🤖 AI Agents Weekly: Hyperagents, Multi-Agent Harness Design, Chroma Context-1, Composer 2, ARC-AGI-3, and More
Hyperagents, Multi-Agent Harness Design, Chroma Context-1, Composer 2, ARC-AGI-3, and More
In today’s issue:
Hyperagents: self-improving agents that improve how they improve
Anthropic publishes multi-agent harness design
Chroma ships Context-1 open-source search agent
Cursor releases Composer 2 technical report
ARC-AGI-3 launches with sub-1% AI scores
Codex ships plugins for Slack, Figma, Notion
Gemini 3.1 Flash Live enables realtime voice agents
Claude Code auto mode skips permissions safely
AI Scientist published in Nature
Anthropic Economic Index tracks learning curves
Junyang Lin frames reasoning vs. agentic thinking
Cohere ships open-source Transcribe model
Agent-to-agent pair programming with Claude and Codex
Claude Code ships cloud-scheduled tasks
Cursor builds Instant Grep for millisecond search
OpenSpace: self-evolving agent skills via MCP
And all the top AI dev news, papers, and tools.
Top Stories
Hyperagents: Self-Improving Agents That Improve How They Improve
A team from Microsoft Research, Oxford, and the University of British Columbia introduced Hyperagents, self-referential agents that integrate a task agent and a meta agent into a single editable program. Built on the Darwin Godel Machine framework, DGM-Hyperagents enable metacognitive self-modification where the system improves not just task performance but the very mechanism that generates future improvements.
Recursive self-improvement: Unlike standard self-improving systems that optimize task-level behavior, Hyperagents make the improvement procedure itself editable. The meta agent can rewrite its own modification strategy, enabling compounding gains across successive runs.
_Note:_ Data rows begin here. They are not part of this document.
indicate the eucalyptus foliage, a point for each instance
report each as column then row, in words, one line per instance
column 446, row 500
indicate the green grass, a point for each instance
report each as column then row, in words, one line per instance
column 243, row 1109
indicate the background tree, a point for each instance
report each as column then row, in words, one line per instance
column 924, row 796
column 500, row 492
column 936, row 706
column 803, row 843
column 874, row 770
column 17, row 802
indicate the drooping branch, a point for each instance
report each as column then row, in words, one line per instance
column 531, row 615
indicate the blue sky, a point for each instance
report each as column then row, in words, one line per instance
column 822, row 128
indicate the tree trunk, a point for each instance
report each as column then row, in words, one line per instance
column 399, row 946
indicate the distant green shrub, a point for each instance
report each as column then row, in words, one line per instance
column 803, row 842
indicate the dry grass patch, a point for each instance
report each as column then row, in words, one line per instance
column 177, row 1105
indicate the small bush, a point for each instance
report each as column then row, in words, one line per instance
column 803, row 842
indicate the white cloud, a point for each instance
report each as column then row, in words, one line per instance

Domain-general design: The framework eliminates domain-specific alignment assumptions found in prior self-improving systems. By operating over editable code rather than domain-locked prompts, Hyperagents generalize self-improvement to any computable task.
Transferable meta-level gains: Improvements discovered in one domain, such as memory management and performance tracking routines, persist and transfer when the agent is deployed on entirely different problem types, suggesting durable architectural gains rather than task-specific shortcuts.
Outperforms prior self-improving systems: DGM-Hyperagents consistently outperform both non-self-improving baselines and prior self-improving agents across diverse evaluation domains, with performance continuing to increase over longer run horizons.
Multi-Agent Harness Design for Long-Running Apps
Anthropic published a detailed engineering blog on how it uses a multi-agent harness to push Claude further in frontend design and long-running autonomous software engineering. The architecture separates generation from evaluation using a GAN-inspired system, with specialized planner, generator, and evaluator agents operating in fresh context windows.
Three-agent architecture: A Planner expands brief prompts into detailed product specifications, a Generator implements features incrementally using React, FastAPI, and SQLite, and an Evaluator tests functionality using Playwright against agreed contracts.
Separation of concerns: Separating the agent doing the work from the agent judging it proved to be the strongest lever for improving output quality, more tractable than making agents self-critical within a single context.
Fresh context windows: Rather than relying on context compaction alone, the harness gives each agent a clean context window per iteration, eliminating “context anxiety” where models prematurely wrap up long tasks.
Quality at cost: A complex retro game maker built with the full harness demonstrated substantially better quality than solo attempts, with working features, coherent design, and integrated AI capabilities, despite 20x higher costs.